The KET is present with an installation called La Montagna Invisibile ("The Invisible Mountain"), part of the Italian Pavilion Resilient Communities curated by Alessandro Melis.
Conceived and designed by Giovanni Betti (Assistant Professor, UC Berkeley) and Arch. Katharina Fleck, the installation narrates the story of the Presena Glacier in the Italian Alps and the communities that live with it.
Climate change has already risen average yearly temperatures in the Alps by twice as much the global average. To save this glacier from the rising temperatures the nearby community started covering ports of it in 2008 to protect the snow from solar radiation in the summer. Their efforts paid off and the area that needed protection kept on growing. Today more than 100,000 sqm of glacier are covered every summer in a special geotextile to prevent melting.
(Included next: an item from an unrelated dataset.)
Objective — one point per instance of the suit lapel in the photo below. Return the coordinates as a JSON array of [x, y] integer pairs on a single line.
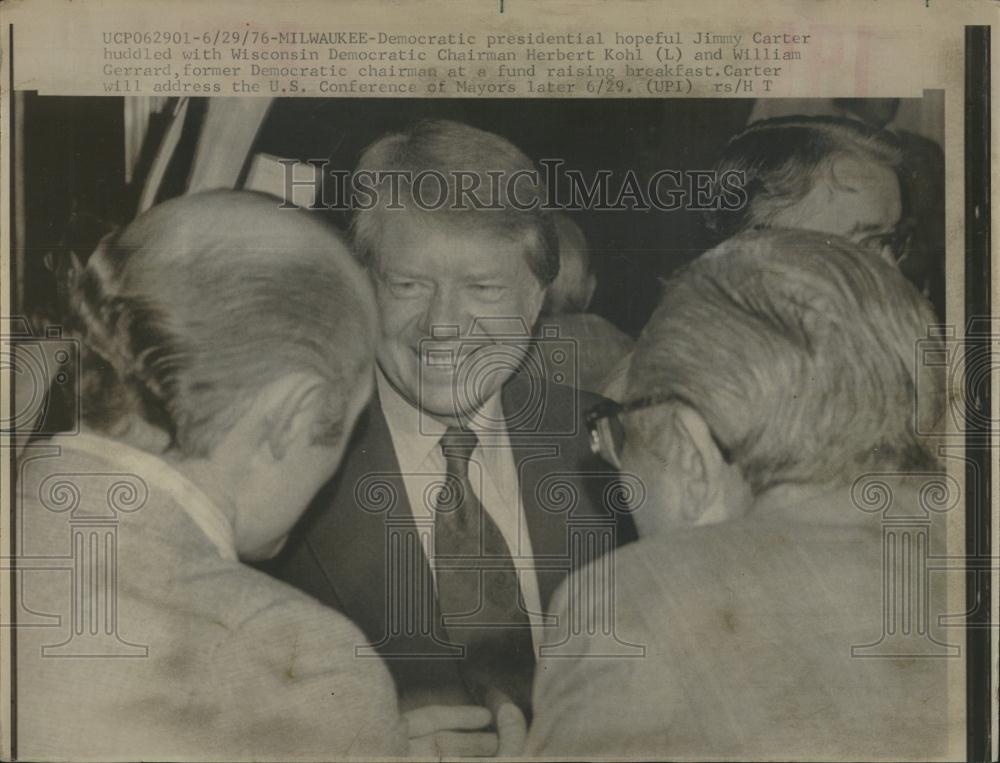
[[530, 414], [349, 542]]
Aiming at raising awareness of the increasingly complex relationship with the natural environment the design and fabrication of the installation was supported by the students of the elective course in structural analysis offered by Prof. Christoph Gengnagel.
The resulting aerial structure is a special type of cable-membrane structure that required careful planning to allow the textile to be draped in the shape of the glacier it aims to protect.
After a first installation in the atrium of the UdK in March, a select group of tutors and students have travelled to Venice for the final installation in the Italian Pavilion at the Arsenale.